The anemic growth could drive new concerns about the nation’s ability to fight off a series of major headwinds, including a downturn in China — the world’s second-largest economy — and an appreciated dollar that has trimmed profits for American manufacturers. Markets have reflected that turmoil in the first weeks of 2016, with the Standard and Poor’s 500 index falling more than 7 percent this month. On Wednesday, the Federal Reserve acknowledged that the economy was slowing down, even though the U.S. labor market remained strong.

“A combination of a strong U.S. dollar and fading demand abroad is having a chilling effect on a broader cross-section of manufacturers,” Scott Anderson, chief economist at Bank of the West, said in an e-mail.

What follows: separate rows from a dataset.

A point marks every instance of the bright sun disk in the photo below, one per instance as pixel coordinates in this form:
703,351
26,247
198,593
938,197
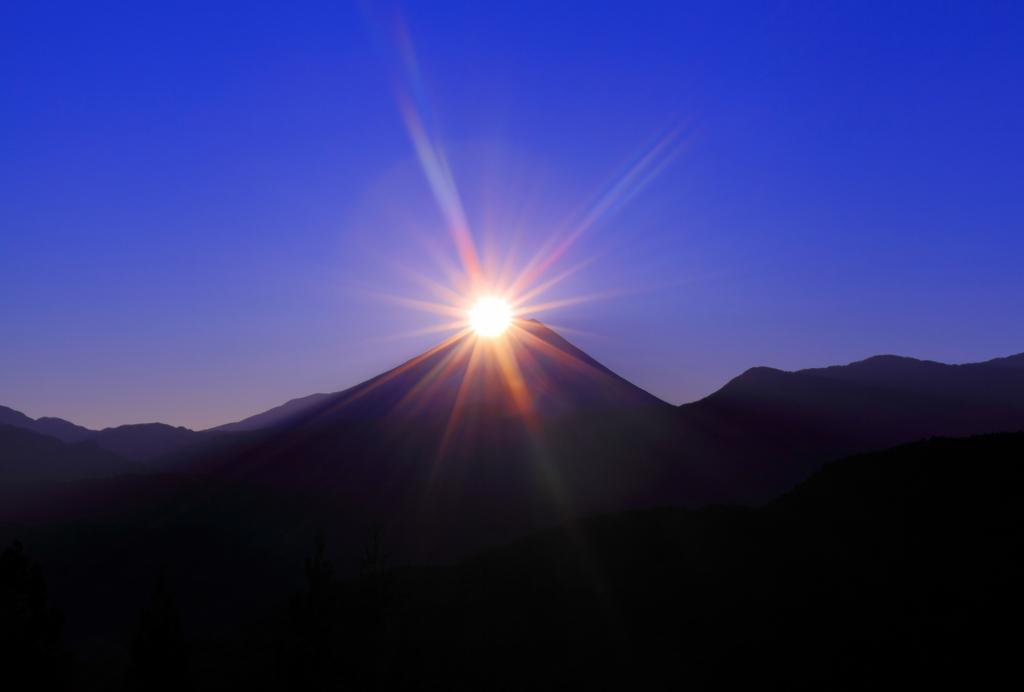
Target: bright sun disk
489,316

For the year, the U.S. growth — 2.4 percent — looked much as it did in the previous five years of the recovery. In every year since 2010, the GDP has expanded somewhere between 1.5 and 2.5 percent, a pace that edges other advanced countries but lags well behind the boom of the 1990s.

The gross domestic product figure for the fourth quarter is only a preliminary figure and will be revised over the next two months.

All three major U.S. market indexes were up 1 percent in late morning trading.

The data released Friday morning by the Commerce Department provides at least one encouraging sign: Consumers, whose spending accounts for roughly two-thirds of the economy, are eating out at restaurants and buying refrigerators and new vehicles. Economists say they’re benefiting from a labor market that is adding more than 200,000 jobs per month and cheaper oil prices that are helping them save on gasoline. In the fourth quarter, personal spending grew at a solid 2.2 percent pace.

So long as that is maintained, said Gus Faucher, a senior economist at PNC Bank, “the U.S. economy is not in trouble.”